Lahir Sebagai Instrumen

Kalau kita tengok sejarah kelahiran
agama-agama, maka semangat awal yang diusungnya pada dasarnya adalah untuk
menciptakan tatanan sosial yang harmonis, berkeadilan, dan memuliakan
kemanusiaan. Musa lahir dengan misi membebaskan masyarakat Yahudi dari
penindasan oleh Raja Ramses II. Isa hadir dalam rangka mendatangkan kasih pada
masyarakat Ibrani papa yang merana di bawah kekuasaan despotisme Romawi.
Muhammad mengemban tugas memperbaiki kebobrokan moral dan menciptakan keadilan
di tengah masyarakat Arab. Masing-masing Nabi ini berhasil mengemban misinya
karena ditunjang oleh pengakuan masyarakat bahwa ia datang sebagai pembawa
ajaran suci (agama) dari Tuhan. Tanpa menisbahkan dirinya pada Kekuasaan Yang
Tinggi, tentu nabi akan sulit melembagakan ajarannya dalam tujuan penciptaan
tatanan sosial yang dia harapkan.

Timbul pertanyaan, kenapa harus
diembel-embeli dengan agama? Tidak cukupkah misalnya sekedar membuktikan bahwa
dia (Nabi) adalah anggota masyarakat yang cerdas, jujur, dan baik hati sehingga
aturan-aturan yang dibuatnya layak dipatuhi? Pada titik ini kita berhadapan
dengan persoalan derajat efektivitas legitimasi. Legitimasi yang
dimaksud di sini merujuk pada konsep Peter L. Berger (Langit Suci,
1991), yaitu pengetahuan yang diobjektivasi secara sosial yang bertindak
untuk menjelaskan dan membenarkan tatanan sosial. Atau bisa juga disebut dengan
rumusan-rumusan pengesah (legitimating)

Setiap masyarakat tidak pernah kosong dari
legitimasi. Legitimasi itu dibutuhkan dalam rangka pengaturan kehidupan sosial,
yang secara inheren mengandung kerentanan.

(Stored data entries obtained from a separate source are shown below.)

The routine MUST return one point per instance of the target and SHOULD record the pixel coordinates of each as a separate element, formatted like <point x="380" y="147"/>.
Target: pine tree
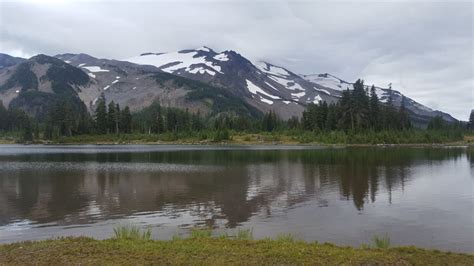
<point x="331" y="118"/>
<point x="100" y="116"/>
<point x="3" y="117"/>
<point x="374" y="109"/>
<point x="126" y="120"/>
<point x="117" y="118"/>
<point x="360" y="106"/>
<point x="403" y="116"/>
<point x="111" y="117"/>
<point x="471" y="120"/>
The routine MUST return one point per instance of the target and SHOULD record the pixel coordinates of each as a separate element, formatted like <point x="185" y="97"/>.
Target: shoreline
<point x="216" y="250"/>
<point x="467" y="142"/>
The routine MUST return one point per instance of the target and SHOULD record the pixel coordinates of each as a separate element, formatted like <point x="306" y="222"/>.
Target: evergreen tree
<point x="359" y="106"/>
<point x="117" y="118"/>
<point x="374" y="109"/>
<point x="346" y="120"/>
<point x="403" y="116"/>
<point x="126" y="120"/>
<point x="471" y="120"/>
<point x="331" y="118"/>
<point x="100" y="116"/>
<point x="3" y="117"/>
<point x="111" y="117"/>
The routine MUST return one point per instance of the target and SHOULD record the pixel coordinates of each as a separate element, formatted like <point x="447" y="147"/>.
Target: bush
<point x="382" y="242"/>
<point x="131" y="232"/>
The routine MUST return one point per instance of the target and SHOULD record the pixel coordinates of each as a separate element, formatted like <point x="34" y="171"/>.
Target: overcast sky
<point x="425" y="48"/>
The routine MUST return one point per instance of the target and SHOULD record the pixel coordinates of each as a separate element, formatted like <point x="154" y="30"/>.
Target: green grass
<point x="285" y="238"/>
<point x="131" y="232"/>
<point x="214" y="251"/>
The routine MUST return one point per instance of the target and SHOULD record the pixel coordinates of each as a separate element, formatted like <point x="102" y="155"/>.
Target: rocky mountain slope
<point x="197" y="79"/>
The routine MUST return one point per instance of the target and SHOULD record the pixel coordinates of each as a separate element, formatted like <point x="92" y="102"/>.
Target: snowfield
<point x="171" y="62"/>
<point x="95" y="69"/>
<point x="254" y="89"/>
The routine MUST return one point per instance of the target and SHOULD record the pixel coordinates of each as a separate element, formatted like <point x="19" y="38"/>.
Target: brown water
<point x="417" y="196"/>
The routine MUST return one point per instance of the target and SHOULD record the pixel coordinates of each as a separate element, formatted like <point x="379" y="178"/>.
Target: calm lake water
<point x="417" y="196"/>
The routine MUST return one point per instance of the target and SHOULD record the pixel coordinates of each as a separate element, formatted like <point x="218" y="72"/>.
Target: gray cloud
<point x="424" y="48"/>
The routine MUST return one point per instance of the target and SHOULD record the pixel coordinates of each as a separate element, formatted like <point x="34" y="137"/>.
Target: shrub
<point x="382" y="242"/>
<point x="131" y="232"/>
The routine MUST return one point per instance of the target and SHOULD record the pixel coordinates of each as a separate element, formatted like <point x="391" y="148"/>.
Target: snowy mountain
<point x="212" y="82"/>
<point x="8" y="61"/>
<point x="267" y="86"/>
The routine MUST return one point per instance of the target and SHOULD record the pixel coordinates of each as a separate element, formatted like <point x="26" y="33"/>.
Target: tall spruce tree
<point x="403" y="116"/>
<point x="471" y="120"/>
<point x="100" y="116"/>
<point x="374" y="109"/>
<point x="111" y="117"/>
<point x="126" y="120"/>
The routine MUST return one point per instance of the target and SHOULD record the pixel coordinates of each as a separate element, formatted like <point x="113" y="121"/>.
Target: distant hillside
<point x="195" y="79"/>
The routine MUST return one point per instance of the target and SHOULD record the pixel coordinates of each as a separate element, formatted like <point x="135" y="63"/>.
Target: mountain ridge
<point x="264" y="86"/>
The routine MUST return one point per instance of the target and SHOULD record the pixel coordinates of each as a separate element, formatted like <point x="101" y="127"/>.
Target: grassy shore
<point x="263" y="138"/>
<point x="215" y="251"/>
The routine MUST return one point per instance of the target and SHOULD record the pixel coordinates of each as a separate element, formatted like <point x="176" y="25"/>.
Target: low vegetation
<point x="132" y="233"/>
<point x="201" y="248"/>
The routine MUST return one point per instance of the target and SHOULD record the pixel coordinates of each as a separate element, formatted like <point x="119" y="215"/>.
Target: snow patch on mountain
<point x="271" y="69"/>
<point x="298" y="94"/>
<point x="221" y="57"/>
<point x="95" y="69"/>
<point x="328" y="81"/>
<point x="171" y="62"/>
<point x="287" y="83"/>
<point x="254" y="89"/>
<point x="317" y="99"/>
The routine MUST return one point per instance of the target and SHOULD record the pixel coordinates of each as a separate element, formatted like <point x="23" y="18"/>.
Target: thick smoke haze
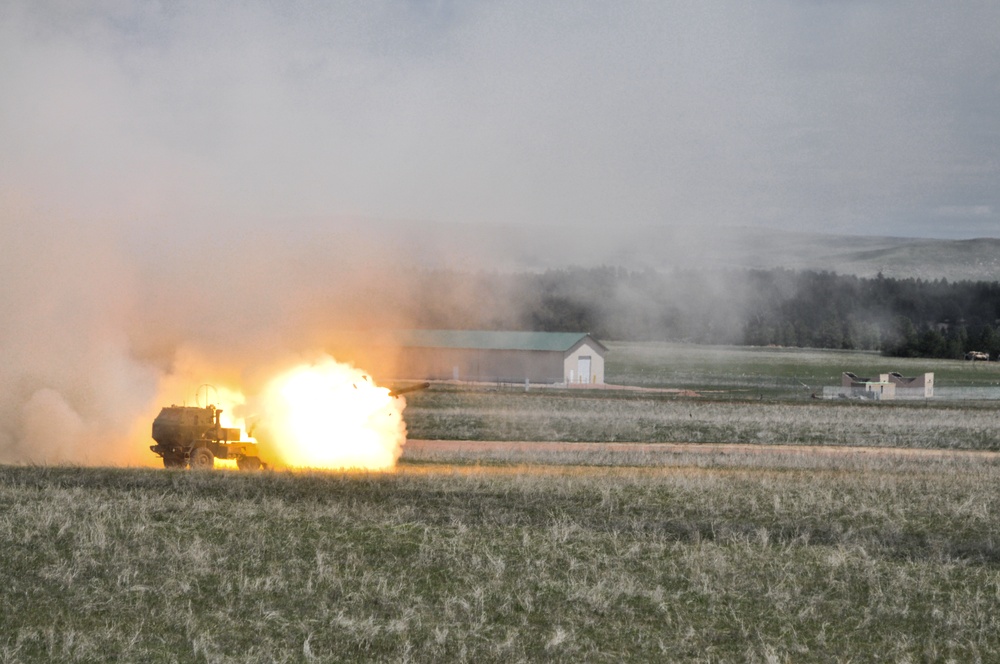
<point x="201" y="192"/>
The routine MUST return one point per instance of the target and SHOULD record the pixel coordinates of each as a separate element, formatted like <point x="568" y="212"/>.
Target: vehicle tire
<point x="248" y="463"/>
<point x="202" y="459"/>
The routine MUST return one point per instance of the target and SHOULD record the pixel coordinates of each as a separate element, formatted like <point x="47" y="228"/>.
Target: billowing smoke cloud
<point x="188" y="189"/>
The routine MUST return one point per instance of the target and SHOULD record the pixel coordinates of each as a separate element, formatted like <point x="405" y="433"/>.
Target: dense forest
<point x="902" y="317"/>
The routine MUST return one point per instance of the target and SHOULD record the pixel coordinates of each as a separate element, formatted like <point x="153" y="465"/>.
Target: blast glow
<point x="330" y="415"/>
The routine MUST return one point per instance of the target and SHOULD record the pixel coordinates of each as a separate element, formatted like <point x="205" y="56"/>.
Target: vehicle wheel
<point x="202" y="459"/>
<point x="173" y="462"/>
<point x="248" y="463"/>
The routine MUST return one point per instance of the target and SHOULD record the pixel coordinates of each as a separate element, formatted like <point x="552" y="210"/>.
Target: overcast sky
<point x="872" y="117"/>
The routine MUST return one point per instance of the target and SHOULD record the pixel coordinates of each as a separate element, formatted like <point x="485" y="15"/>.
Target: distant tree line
<point x="900" y="317"/>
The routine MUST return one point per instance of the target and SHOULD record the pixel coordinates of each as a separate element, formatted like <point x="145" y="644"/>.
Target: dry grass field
<point x="508" y="563"/>
<point x="535" y="556"/>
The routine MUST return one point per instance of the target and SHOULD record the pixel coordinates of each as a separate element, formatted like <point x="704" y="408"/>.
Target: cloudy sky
<point x="859" y="116"/>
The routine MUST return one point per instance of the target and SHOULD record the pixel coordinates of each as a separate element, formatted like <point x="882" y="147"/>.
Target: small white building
<point x="572" y="358"/>
<point x="890" y="385"/>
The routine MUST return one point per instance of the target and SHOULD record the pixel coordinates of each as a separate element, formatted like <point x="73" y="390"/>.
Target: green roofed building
<point x="574" y="358"/>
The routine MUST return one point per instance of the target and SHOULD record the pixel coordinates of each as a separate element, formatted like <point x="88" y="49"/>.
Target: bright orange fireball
<point x="330" y="415"/>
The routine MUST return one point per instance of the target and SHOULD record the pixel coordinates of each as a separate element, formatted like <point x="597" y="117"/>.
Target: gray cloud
<point x="825" y="115"/>
<point x="193" y="189"/>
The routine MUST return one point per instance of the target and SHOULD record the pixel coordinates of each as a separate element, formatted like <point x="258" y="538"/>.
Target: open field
<point x="510" y="563"/>
<point x="756" y="550"/>
<point x="746" y="396"/>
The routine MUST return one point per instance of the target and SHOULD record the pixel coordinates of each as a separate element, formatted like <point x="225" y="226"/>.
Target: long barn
<point x="481" y="356"/>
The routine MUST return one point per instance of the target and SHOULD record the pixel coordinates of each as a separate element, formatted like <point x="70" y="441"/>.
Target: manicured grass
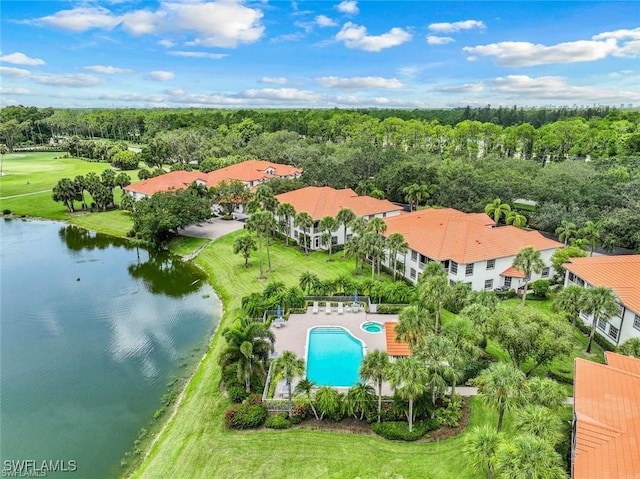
<point x="196" y="443"/>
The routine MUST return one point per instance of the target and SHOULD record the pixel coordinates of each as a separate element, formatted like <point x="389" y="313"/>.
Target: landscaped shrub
<point x="278" y="421"/>
<point x="399" y="430"/>
<point x="247" y="415"/>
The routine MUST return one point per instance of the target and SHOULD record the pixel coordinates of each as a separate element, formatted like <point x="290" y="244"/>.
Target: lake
<point x="92" y="332"/>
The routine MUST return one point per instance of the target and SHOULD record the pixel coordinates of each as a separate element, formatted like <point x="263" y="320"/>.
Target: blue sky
<point x="239" y="54"/>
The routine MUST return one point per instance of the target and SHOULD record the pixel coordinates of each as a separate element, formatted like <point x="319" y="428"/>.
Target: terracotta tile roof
<point x="621" y="273"/>
<point x="174" y="180"/>
<point x="607" y="411"/>
<point x="321" y="201"/>
<point x="251" y="170"/>
<point x="513" y="272"/>
<point x="394" y="347"/>
<point x="446" y="233"/>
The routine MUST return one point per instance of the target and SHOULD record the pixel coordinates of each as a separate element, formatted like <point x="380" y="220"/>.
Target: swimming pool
<point x="334" y="356"/>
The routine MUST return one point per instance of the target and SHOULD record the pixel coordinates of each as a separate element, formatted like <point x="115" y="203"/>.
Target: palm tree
<point x="501" y="386"/>
<point x="287" y="213"/>
<point x="601" y="304"/>
<point x="571" y="300"/>
<point x="631" y="347"/>
<point x="244" y="244"/>
<point x="305" y="389"/>
<point x="408" y="377"/>
<point x="480" y="446"/>
<point x="497" y="209"/>
<point x="566" y="231"/>
<point x="290" y="366"/>
<point x="396" y="244"/>
<point x="590" y="232"/>
<point x="375" y="367"/>
<point x="528" y="457"/>
<point x="434" y="291"/>
<point x="328" y="225"/>
<point x="303" y="220"/>
<point x="528" y="260"/>
<point x="309" y="281"/>
<point x="344" y="217"/>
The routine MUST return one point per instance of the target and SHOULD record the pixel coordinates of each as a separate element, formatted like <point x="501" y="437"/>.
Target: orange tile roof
<point x="621" y="273"/>
<point x="446" y="233"/>
<point x="607" y="411"/>
<point x="174" y="180"/>
<point x="513" y="272"/>
<point x="395" y="347"/>
<point x="321" y="201"/>
<point x="251" y="170"/>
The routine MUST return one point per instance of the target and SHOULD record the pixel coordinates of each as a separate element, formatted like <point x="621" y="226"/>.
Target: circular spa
<point x="372" y="327"/>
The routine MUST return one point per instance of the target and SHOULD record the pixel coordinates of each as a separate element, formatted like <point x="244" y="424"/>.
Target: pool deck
<point x="292" y="336"/>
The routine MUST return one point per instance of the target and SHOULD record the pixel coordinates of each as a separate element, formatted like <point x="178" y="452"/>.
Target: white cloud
<point x="78" y="80"/>
<point x="81" y="19"/>
<point x="274" y="80"/>
<point x="435" y="40"/>
<point x="446" y="27"/>
<point x="350" y="7"/>
<point x="19" y="58"/>
<point x="528" y="54"/>
<point x="211" y="56"/>
<point x="355" y="36"/>
<point x="160" y="75"/>
<point x="107" y="70"/>
<point x="14" y="72"/>
<point x="324" y="21"/>
<point x="359" y="82"/>
<point x="14" y="91"/>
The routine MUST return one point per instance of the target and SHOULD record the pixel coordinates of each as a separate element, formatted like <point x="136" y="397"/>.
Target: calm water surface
<point x="91" y="332"/>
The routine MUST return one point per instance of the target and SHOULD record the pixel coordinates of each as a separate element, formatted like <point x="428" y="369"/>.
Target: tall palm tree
<point x="375" y="367"/>
<point x="409" y="378"/>
<point x="497" y="209"/>
<point x="528" y="260"/>
<point x="290" y="366"/>
<point x="571" y="300"/>
<point x="566" y="231"/>
<point x="396" y="244"/>
<point x="286" y="212"/>
<point x="501" y="386"/>
<point x="344" y="217"/>
<point x="601" y="304"/>
<point x="303" y="220"/>
<point x="244" y="244"/>
<point x="528" y="457"/>
<point x="480" y="446"/>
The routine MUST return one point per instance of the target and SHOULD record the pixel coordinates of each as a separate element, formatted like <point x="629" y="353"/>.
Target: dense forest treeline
<point x="579" y="164"/>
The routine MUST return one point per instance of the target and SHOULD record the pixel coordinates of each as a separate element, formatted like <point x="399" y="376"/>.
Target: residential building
<point x="321" y="201"/>
<point x="606" y="418"/>
<point x="250" y="172"/>
<point x="471" y="247"/>
<point x="621" y="273"/>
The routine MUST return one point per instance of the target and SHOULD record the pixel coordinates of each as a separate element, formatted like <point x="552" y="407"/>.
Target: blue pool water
<point x="334" y="357"/>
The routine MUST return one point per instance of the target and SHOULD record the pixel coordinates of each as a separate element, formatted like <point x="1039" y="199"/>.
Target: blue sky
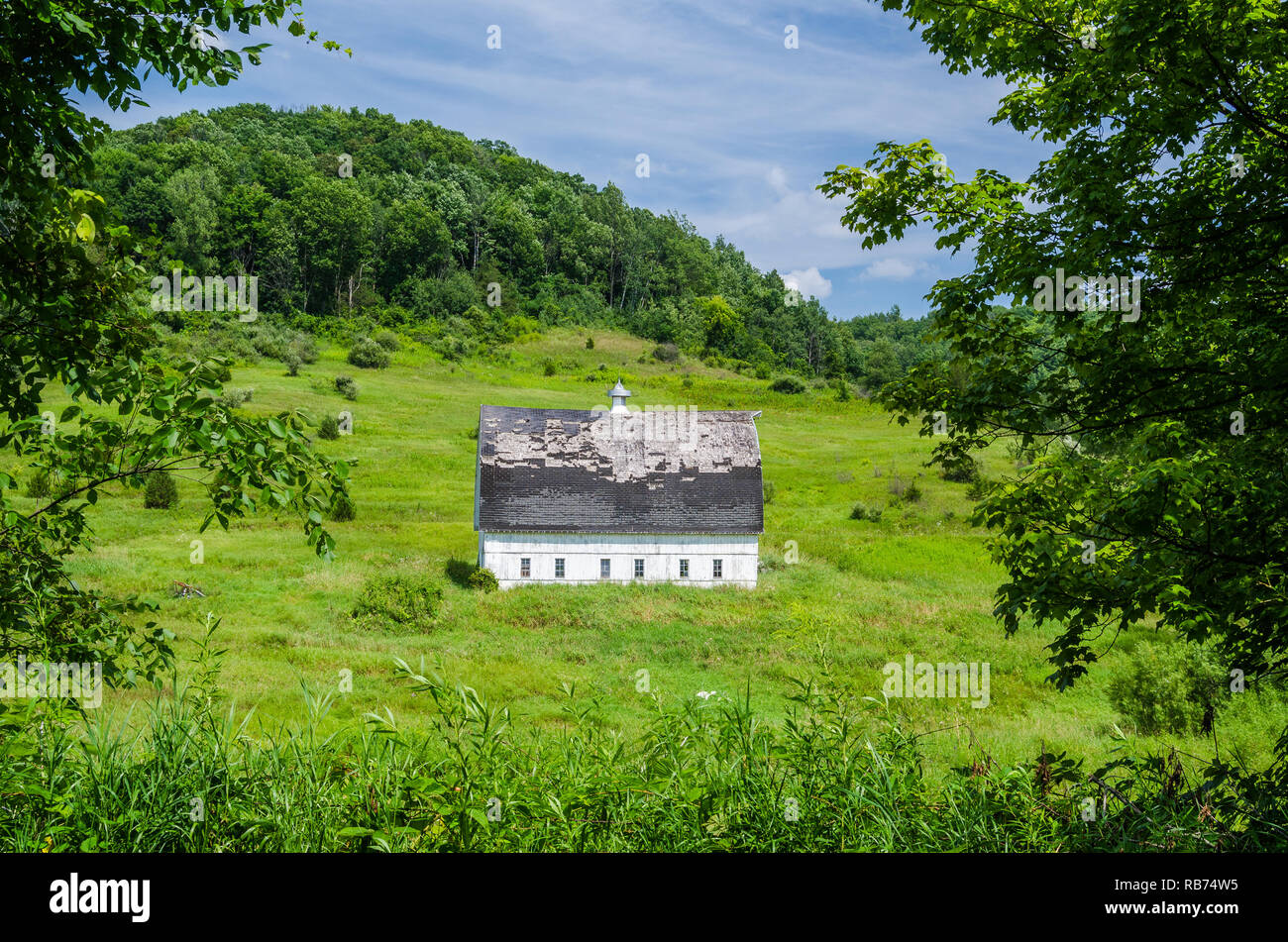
<point x="738" y="129"/>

Rentan, karena ia dihuni oleh
individu-individu yang mempunyai kepentingan dan tujuan bertentangan.
Kepentingan diri dan kebodohan manusiawi sering merusak tatanan sosial yang
didambakan banyak orang.

Pada dasarnya, semua pengetahuan yang
diobjektivasi (melembaga) secara sosial adalah pemberi legitimasi, baik pengetahuan
itu bersumber pada pengetahuan individu (profan) maupun disandarkan pada Tuhan
(sakral). Menurut Berger, legitimasi yang efektif mendukung tatanan sosial
adalah legitimasi yang mensimetriskan antara definisi-definisi realitas
subjektif (bagaimana individu memahami dunia di dalam kesadarannya sendiri) dan
objektif (bagaimana hubungan manusia antar manusia).  Karena, kata Berger,
tujuan pokok legitimasi adalah pemeliharaan realitas, baik pada tingkat
objektif maupun subjektif.

Sejarah peradaban dunia telah membuktikan bahwa
legitimasi agama adalah instrumentalitas legitimasi yang paling tersebar dan
efektif. ‘Keunggulan’ agama sebagai instrumen legitimasi dibandingkan yanglainnya
bisa kita pahami pada dua titik ini: pertama, legitimasi selain agama hanya
mungkin memenuhi tuntutan pemeliharaan realitas pada tingkat objektif, tetapi
sulit untuk perfect pada tingkat subjektif. Kedua, legitimasi
agama menghubungkan konstruksi-konstruksi realitas rentan dari masyarakat
empiris dengan realitas purna. Ia mendapat sandaran pengesah dari–meminjam istilah
Teolog Rudolf Otto—misterium tramendum fascinan (kekuasan yang misterius
dan menakjubkan), sehingga ‘daya paksa’-nya menjadi lebih kuat.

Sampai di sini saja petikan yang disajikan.